Mungkin bagian yang paling menyenangkan dari serial ini adalah saat-saat ketika Timur dan Barat menyadari bahwa mereka dapat belajar dari satu sama lain.
Pada awalnya, Blackthorne menyebut orang Jepang sebagai “orang barbar”, dan mereka kemudian menggunakan istilah yang sama untuk menggambarkannya. Namun keberanian dan keahliannya dalam menggunakan senjata membuatnya berharga, dan dia belajar tentang karma dan ketenangan batin.
“Jangan tertipu oleh kesopanan kami, sikap hormat kami, dan ritual kami yang rumit,” kata Lady Mariko padanya. “Di balik itu semua, kita mungkin berada pada jarak yang sangat jauh, aman dan sendirian.”
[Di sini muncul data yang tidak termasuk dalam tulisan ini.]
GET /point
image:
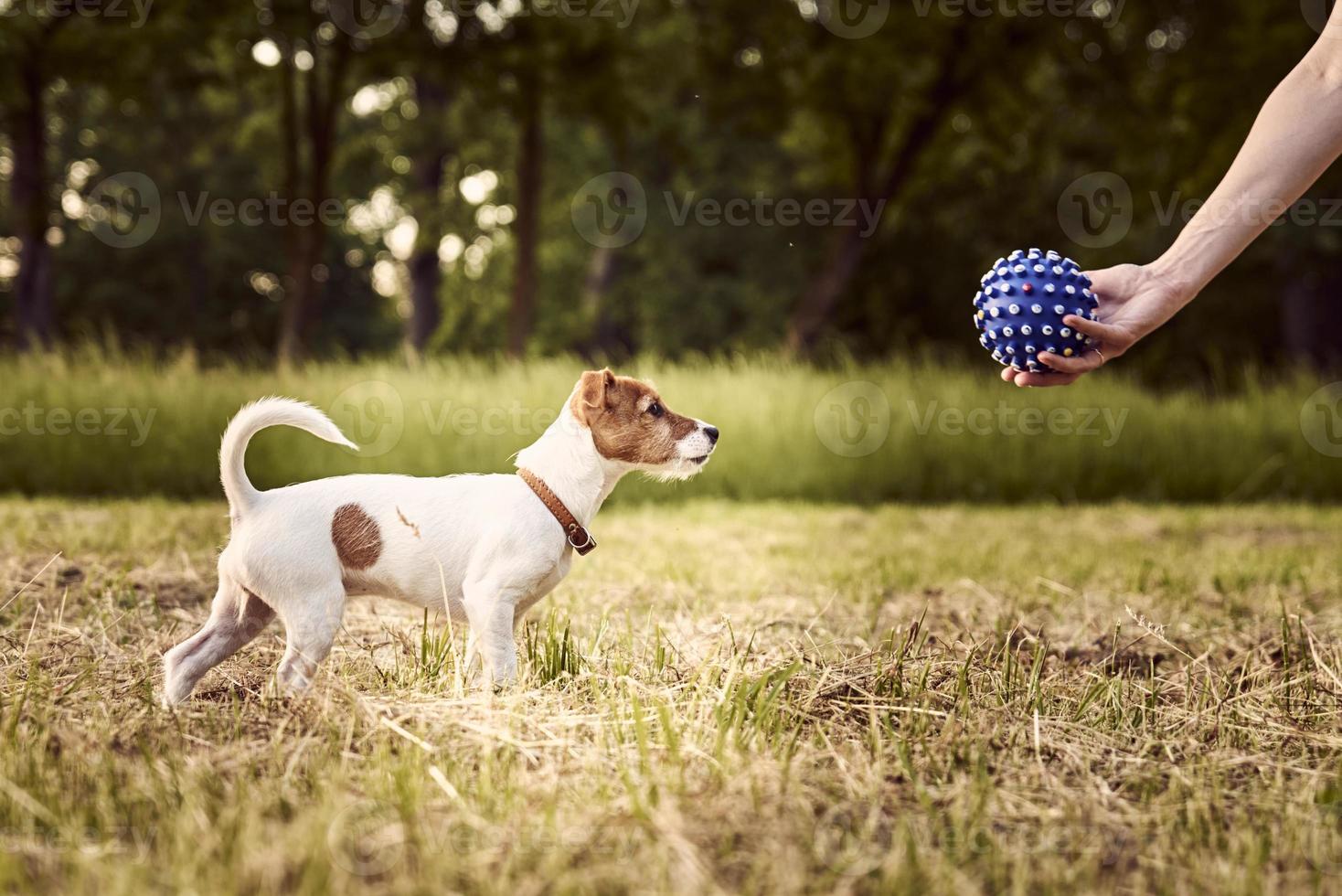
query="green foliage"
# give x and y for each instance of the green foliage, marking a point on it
(971, 125)
(951, 433)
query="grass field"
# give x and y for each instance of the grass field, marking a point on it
(723, 698)
(88, 424)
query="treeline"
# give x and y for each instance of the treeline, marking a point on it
(286, 180)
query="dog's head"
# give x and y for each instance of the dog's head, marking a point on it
(631, 424)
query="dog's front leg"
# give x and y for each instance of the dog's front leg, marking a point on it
(490, 612)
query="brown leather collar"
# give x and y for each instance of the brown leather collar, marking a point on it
(579, 537)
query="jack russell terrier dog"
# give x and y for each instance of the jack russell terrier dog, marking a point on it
(490, 546)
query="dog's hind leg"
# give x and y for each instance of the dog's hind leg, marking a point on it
(235, 619)
(310, 629)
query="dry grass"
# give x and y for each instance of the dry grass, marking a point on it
(723, 698)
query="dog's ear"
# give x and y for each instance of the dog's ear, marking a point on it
(592, 395)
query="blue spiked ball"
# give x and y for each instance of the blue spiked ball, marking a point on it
(1020, 307)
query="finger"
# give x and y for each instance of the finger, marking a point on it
(1104, 281)
(1043, 379)
(1092, 359)
(1106, 333)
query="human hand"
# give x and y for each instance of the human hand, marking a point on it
(1134, 301)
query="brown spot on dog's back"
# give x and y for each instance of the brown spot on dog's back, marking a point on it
(358, 542)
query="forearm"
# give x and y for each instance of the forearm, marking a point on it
(1296, 137)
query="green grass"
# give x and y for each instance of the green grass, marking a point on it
(762, 698)
(786, 435)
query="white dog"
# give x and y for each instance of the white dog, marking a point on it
(489, 546)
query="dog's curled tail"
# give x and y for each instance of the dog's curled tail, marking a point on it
(247, 422)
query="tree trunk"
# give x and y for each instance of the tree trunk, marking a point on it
(426, 274)
(307, 240)
(869, 184)
(604, 338)
(32, 287)
(426, 313)
(530, 157)
(289, 350)
(1311, 315)
(825, 292)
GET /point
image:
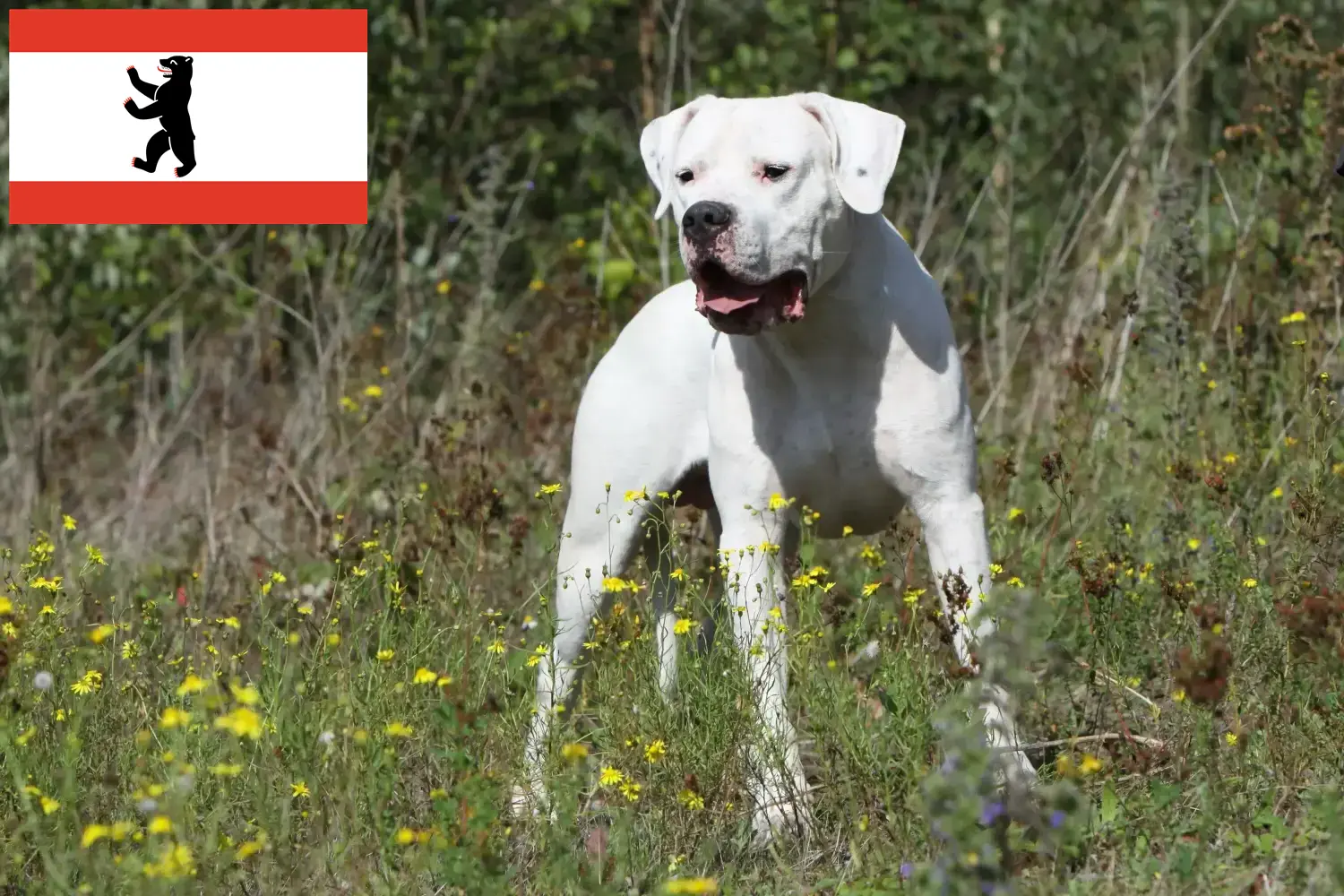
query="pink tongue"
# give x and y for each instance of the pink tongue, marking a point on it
(726, 304)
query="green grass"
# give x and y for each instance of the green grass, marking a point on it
(390, 705)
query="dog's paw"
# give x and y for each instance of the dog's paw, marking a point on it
(1015, 769)
(529, 804)
(790, 817)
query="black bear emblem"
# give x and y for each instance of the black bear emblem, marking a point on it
(169, 108)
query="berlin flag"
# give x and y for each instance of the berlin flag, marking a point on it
(188, 116)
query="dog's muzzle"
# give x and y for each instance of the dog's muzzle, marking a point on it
(739, 308)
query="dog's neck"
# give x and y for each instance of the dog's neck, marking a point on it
(852, 277)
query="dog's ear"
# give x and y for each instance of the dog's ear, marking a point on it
(658, 142)
(865, 145)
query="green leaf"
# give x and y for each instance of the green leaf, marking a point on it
(617, 274)
(1109, 805)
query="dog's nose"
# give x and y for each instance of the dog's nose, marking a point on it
(704, 220)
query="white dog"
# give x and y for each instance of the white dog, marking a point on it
(809, 357)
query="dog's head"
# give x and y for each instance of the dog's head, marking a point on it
(762, 191)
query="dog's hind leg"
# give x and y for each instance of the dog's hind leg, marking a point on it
(667, 594)
(594, 547)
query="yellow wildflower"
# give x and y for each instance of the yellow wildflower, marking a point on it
(242, 723)
(191, 684)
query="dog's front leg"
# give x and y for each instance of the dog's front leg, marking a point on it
(959, 555)
(754, 589)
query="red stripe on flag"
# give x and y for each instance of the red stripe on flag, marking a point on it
(203, 202)
(188, 31)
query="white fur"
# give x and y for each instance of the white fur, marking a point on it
(854, 410)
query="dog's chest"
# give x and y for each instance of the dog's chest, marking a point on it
(820, 435)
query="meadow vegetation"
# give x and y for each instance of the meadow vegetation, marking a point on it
(282, 503)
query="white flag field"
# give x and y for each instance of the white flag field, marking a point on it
(188, 116)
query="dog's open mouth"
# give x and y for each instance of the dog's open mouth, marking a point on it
(736, 306)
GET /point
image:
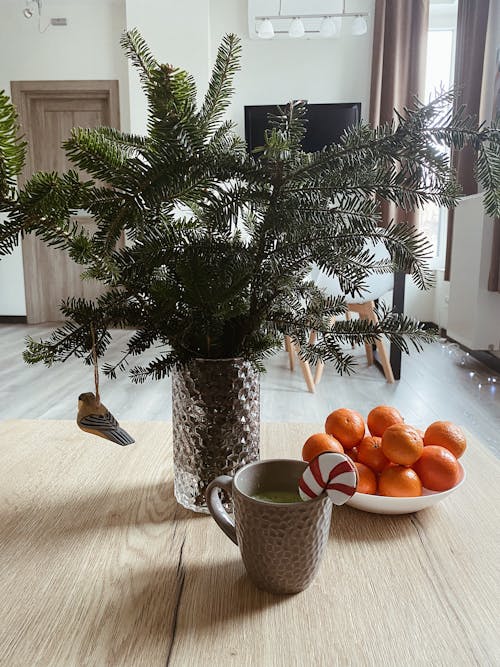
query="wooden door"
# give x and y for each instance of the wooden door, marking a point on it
(48, 110)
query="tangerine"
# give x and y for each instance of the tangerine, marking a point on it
(318, 443)
(381, 417)
(370, 453)
(347, 426)
(367, 482)
(352, 453)
(400, 482)
(437, 468)
(446, 434)
(402, 444)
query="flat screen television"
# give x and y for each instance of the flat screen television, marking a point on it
(326, 123)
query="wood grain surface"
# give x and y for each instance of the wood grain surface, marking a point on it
(100, 566)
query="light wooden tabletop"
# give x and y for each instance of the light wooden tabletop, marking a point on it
(100, 566)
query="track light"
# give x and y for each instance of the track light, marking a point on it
(29, 10)
(296, 28)
(266, 30)
(330, 26)
(359, 26)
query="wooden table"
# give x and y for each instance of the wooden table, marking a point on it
(100, 566)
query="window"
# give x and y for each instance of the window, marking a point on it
(439, 74)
Sanada mengatakan sudah sepantasnya jika kru Barat dan Jepang bekerja sama untuk menciptakan pertunjukan tersebut. “Pembuatan ‘Shogun’ sendiri memiliki drama yang bagus dan tumpang tindih dengan ceritanya,” ujarnya. “Ini adalah pesan bagus lainnya untuk saat ini: Jika kita bersatu, kita bisa menciptakan masa depan yang lebih baik bersama-sama.”
Marks, yang juga menjabat sebagai showrunner dan produser eksekutif, mengatakan tim “Shogun” berusaha keras untuk memperbaiki kesalahan dalam novel, namun kesalahan seperti itu akan selalu terjadi ketika jembatan dibangun antar budaya.
“Kami tidak akan pernah mencapai tempat di mana kami tidak melakukan kesalahan. Harapannya, apa yang kami capai adalah setiap 40 tahun, apa pun itu, kami mencapai titik di mana kami membuat kesalahan yang lebih baik.”